Latest update January 16th, 2025 2:30 AM
Mar 25, 2012 Editorial
The budget is going to be unveiled this Friday and it is going to be scrutinised from many angles. One would be to discern whether President Ramotar will be introducing new initiatives that may suggest he is willing to veer away from the present development model that has guided us for the past two decades. The President has made two, not necessarily contradictory statements, in reference to economic development.
Before the elections, he declared that he would be continuing with the economic programme of his predecessor President Jagdeo. This was not surprising since those policies had delivered consistent GDP growth rates that were at happy variance from his CariCom cohorts.
After his accession to the Presidency, President Ramotar then had occasion to invoke the legacy of Dr. Cheddi Jagan many times. On economic matters, we all know that Dr. Jagan’s heart was unabashedly on the left, but in his actions after he returned to office in 1992, were quite pragmatic – but not expediently so.
For instance, even though the IMF insisted that he continue with the slashing of the Public Service initiated by President Hoyte, he refused because he argued that it would place too great a burden on working people. For similar reasons, he refused to privatise Guysuco. Some believe that President Ramotar, who worked closely and directly with Dr. Jagan for decades, might introduce other initiatives to move further away from the “Washington Consensus” policies that were imposed since 1989.
These policies were based on the neo-liberal faith on the ‘market’ to allocate and distribute resources most efficiently: the ‘rising tide’ unleashed by the privatisation, liberalisation and stabilisation policies would ‘raise all ships’. Without much recourse, we complied dutifully but apart from the stabilisation policies, very little of our gains came from the other two legs of the tripod. Our gains were primarily due to strong governmental intervention into the rebuilding of our infrastructure and rising gold prices.
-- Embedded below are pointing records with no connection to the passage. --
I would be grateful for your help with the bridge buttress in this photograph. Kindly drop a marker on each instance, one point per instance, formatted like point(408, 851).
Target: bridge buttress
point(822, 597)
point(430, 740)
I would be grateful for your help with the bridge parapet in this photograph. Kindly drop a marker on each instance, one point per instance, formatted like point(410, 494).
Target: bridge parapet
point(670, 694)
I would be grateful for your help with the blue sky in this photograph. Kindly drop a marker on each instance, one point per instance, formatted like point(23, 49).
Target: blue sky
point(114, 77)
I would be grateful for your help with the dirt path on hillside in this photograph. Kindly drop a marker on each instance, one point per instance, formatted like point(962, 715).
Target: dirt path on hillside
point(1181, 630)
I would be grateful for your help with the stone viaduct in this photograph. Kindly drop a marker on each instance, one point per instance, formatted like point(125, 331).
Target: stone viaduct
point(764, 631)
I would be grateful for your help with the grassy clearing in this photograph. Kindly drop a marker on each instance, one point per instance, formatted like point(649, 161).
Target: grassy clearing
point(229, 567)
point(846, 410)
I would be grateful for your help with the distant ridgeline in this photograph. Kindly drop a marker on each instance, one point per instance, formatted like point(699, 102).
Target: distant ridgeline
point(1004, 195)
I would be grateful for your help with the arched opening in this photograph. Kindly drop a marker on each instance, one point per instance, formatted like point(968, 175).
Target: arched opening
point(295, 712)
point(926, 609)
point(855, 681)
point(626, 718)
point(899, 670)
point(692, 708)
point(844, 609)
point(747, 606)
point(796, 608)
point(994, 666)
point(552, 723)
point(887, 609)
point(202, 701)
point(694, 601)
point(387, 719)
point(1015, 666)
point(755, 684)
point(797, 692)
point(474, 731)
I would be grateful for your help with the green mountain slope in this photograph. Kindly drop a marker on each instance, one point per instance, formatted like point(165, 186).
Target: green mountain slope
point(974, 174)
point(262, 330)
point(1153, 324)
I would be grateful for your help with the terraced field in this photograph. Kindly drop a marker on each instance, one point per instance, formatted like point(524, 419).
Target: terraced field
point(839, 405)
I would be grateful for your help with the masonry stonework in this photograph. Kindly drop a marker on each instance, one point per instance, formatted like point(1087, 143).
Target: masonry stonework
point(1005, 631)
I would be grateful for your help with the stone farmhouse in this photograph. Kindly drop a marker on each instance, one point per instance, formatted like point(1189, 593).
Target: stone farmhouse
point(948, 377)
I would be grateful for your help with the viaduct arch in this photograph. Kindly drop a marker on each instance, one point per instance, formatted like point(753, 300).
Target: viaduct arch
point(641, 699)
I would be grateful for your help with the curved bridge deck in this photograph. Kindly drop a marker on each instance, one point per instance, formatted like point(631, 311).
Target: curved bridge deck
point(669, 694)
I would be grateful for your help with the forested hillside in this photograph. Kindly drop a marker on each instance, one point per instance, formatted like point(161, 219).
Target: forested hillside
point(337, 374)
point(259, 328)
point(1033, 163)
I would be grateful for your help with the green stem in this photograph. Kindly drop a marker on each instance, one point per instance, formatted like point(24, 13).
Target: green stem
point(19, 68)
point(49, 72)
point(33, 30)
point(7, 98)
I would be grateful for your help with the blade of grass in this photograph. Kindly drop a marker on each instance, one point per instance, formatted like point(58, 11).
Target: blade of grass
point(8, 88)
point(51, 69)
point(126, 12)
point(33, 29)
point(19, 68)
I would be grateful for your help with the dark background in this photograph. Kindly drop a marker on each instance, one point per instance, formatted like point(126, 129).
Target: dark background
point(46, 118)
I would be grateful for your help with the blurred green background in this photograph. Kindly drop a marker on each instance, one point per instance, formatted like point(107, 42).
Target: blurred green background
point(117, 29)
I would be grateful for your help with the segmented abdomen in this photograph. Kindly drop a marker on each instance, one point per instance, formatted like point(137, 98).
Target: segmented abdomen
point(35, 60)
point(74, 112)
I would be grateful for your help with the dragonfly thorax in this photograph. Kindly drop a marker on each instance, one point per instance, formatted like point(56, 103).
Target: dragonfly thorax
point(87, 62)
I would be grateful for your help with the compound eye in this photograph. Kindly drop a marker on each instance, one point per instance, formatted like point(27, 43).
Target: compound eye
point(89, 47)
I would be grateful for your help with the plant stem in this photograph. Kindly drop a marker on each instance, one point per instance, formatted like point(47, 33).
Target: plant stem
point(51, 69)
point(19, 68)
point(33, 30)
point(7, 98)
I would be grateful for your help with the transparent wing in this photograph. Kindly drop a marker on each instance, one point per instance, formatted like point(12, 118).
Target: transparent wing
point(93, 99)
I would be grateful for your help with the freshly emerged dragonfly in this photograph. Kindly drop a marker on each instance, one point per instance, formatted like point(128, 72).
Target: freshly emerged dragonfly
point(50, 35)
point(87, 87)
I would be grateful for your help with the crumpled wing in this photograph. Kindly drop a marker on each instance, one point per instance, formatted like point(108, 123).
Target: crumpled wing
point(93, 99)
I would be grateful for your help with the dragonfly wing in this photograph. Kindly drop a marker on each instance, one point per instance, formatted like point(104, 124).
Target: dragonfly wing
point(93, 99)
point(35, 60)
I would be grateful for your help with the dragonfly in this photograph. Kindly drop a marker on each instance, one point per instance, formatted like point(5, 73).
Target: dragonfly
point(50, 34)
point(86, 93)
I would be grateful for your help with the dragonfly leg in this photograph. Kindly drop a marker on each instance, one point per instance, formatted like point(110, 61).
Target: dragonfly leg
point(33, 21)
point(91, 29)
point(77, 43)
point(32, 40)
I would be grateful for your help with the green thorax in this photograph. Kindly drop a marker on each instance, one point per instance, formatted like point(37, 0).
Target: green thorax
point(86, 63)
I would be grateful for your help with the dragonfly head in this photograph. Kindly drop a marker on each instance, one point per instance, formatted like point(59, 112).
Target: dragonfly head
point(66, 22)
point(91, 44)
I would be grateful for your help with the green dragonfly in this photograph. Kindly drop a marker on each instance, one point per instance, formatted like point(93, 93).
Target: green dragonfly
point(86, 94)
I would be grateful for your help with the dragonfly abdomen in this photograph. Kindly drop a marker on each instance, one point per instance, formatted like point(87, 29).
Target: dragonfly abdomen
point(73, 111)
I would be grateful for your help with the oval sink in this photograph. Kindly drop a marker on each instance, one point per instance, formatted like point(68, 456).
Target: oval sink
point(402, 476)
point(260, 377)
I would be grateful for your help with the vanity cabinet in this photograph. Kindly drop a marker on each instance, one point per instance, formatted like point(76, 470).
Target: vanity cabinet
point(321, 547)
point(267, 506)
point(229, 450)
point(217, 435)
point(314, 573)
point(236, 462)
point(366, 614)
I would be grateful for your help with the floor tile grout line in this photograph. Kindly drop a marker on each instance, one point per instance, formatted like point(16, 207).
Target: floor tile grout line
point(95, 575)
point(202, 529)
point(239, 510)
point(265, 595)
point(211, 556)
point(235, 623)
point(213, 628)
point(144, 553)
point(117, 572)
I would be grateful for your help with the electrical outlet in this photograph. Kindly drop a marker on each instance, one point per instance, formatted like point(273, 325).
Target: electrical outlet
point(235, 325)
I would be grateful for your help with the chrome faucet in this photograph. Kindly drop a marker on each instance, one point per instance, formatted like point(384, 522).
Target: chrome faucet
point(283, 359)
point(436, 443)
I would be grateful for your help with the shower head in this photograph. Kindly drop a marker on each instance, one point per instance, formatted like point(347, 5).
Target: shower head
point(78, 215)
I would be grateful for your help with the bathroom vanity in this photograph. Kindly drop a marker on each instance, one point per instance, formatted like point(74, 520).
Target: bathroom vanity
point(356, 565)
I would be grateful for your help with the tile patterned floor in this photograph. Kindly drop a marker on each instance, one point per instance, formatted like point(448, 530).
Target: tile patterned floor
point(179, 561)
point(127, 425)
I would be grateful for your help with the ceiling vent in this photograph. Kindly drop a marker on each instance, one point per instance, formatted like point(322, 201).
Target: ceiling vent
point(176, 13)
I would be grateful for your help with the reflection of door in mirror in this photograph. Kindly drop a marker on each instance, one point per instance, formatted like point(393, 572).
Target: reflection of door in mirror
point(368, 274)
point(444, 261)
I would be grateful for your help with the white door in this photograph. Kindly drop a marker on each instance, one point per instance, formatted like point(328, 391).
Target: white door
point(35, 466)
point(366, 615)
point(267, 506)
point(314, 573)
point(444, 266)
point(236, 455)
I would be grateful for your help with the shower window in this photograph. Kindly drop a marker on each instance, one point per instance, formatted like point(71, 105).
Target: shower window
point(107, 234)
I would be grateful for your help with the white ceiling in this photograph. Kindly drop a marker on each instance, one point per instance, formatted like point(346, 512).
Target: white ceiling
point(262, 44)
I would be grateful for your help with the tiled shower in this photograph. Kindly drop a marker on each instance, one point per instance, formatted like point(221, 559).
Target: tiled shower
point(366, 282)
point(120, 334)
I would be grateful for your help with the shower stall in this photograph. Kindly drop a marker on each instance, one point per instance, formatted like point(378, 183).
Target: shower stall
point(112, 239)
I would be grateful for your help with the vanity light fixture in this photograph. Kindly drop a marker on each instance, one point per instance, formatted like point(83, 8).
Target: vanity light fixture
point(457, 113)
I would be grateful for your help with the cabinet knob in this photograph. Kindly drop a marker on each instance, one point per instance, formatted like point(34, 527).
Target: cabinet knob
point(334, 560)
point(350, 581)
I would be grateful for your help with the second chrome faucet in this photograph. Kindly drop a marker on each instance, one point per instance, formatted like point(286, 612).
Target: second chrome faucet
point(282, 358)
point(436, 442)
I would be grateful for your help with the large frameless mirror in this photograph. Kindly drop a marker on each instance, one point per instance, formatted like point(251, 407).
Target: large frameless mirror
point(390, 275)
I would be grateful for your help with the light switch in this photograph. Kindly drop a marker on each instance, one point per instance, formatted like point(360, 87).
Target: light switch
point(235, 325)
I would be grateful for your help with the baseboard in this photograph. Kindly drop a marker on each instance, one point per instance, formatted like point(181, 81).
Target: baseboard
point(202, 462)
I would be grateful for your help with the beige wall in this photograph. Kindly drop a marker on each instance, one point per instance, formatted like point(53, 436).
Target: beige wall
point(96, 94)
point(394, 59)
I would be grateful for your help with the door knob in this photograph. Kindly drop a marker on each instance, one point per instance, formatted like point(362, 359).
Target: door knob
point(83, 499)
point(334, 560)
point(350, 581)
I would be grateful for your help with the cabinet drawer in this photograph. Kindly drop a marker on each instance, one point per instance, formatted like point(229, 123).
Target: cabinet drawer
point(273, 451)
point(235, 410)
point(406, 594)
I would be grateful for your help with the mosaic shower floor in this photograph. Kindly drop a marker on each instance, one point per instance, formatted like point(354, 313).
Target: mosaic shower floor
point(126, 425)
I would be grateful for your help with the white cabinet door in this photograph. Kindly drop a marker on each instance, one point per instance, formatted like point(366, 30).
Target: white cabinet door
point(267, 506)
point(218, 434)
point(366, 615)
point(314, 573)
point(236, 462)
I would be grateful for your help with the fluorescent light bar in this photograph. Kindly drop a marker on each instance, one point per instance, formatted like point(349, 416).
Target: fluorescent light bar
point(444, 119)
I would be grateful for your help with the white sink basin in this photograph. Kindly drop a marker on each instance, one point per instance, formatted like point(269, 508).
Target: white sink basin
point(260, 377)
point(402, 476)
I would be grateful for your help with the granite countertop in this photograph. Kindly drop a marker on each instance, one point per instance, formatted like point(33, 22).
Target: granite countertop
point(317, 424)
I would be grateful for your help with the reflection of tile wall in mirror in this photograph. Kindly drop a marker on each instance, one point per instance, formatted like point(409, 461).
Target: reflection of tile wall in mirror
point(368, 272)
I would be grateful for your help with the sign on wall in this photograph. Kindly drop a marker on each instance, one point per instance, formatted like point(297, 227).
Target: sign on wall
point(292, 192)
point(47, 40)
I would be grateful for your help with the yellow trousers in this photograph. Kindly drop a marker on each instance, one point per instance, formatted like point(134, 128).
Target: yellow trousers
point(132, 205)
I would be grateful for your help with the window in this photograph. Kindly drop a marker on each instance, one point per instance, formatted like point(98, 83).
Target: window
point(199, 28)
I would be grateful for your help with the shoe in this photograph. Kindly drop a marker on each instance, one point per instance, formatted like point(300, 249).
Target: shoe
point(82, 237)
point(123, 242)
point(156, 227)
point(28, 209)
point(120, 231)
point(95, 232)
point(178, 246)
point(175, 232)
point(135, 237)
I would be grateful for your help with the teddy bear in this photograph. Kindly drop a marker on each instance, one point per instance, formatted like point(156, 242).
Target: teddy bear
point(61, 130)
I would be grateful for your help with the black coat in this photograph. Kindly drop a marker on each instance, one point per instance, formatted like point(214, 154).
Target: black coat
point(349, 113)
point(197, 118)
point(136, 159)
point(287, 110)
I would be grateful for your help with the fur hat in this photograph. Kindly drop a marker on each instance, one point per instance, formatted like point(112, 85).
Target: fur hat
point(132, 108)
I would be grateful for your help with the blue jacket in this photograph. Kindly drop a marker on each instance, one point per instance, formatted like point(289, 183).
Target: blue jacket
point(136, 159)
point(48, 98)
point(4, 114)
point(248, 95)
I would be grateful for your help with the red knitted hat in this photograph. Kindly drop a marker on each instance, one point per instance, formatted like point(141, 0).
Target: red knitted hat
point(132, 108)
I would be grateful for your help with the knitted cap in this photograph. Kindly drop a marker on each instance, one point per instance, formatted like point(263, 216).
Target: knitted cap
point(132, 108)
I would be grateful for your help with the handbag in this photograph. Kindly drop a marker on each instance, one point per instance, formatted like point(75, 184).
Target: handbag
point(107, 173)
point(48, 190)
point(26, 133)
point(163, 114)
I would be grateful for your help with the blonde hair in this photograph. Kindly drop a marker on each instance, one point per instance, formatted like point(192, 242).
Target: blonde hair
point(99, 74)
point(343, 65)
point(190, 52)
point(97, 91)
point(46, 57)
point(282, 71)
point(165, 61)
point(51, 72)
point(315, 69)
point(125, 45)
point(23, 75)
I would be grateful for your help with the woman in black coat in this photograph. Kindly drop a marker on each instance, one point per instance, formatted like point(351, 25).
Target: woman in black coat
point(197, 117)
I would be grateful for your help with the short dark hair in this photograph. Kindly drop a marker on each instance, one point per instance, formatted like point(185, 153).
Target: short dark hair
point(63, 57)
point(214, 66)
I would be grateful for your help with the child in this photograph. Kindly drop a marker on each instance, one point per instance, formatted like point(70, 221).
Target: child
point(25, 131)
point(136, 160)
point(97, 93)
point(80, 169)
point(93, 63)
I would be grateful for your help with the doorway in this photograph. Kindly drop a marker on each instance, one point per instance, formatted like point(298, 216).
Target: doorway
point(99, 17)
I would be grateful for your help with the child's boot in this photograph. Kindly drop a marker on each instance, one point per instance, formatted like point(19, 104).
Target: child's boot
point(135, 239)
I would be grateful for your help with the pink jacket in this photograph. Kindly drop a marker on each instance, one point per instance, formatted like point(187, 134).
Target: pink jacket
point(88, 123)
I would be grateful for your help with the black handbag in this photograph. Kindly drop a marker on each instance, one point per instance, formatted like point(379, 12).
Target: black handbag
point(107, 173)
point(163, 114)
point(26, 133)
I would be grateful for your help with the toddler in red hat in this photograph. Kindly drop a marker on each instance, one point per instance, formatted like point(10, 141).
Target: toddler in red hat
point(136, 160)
Guyana having graduated from the embrace of the IMF/World Bank’s conditionalities, President Ramotar now has the opportunity to steer our economic development more towards models which accept that markets need to be guided and regulated by the government to deliver rewards more widely and equitably, as Dr. Jagan would have said, to deliver “development with more of a human face.”
Even in the US, not to mention Europe, there has been acceptance that the regulations that were jettisoned during the nineties under the neo-liberal hegemony, need to be revisited. Our Latin American neighbours, such as Argentina which has one of the highest growth rates in the world, have long thrown off the reins of the Washington Consensus. Their policies – with variations exemplified from Brazil to Venezuela – have been consistently more pro-people. We cannot continue to only rail against greedy ‘capitalists’: we have to alter the system or regime that permits a top-heavy growth that excludes the masses of the people.
The critique and criticisms of equating ‘growth’ with ‘development’ is too old and well known to bear repetition. America, where every Guyanese has a relative that could inform him directly, has had growth but pretty little development. In fact a shocking 13 million Americans are unemployed – and this figure only includes those that haven’t given up looking for work. We have to get back to basics and focus on a ‘development model’ that focuses on the living conditions of the people.
We do not have to look a gift horse in the mouth. To the extent that the IMF/World Bank policies allowed us to build or rebuild our infrastructure, that is to our credit. We now have a platform to move on. This does not even mean that we do not have to build additional infrastructure.
The Amaila Hydro Power project is a good case in point. It can only be justified if it will lead to benefits for most Guyanese: cheaper electricity rates; more jobs from new companies attracted by cheaper and reliable electricity etc.
We are hoping that the budget will offer a glimpse of people oriented development.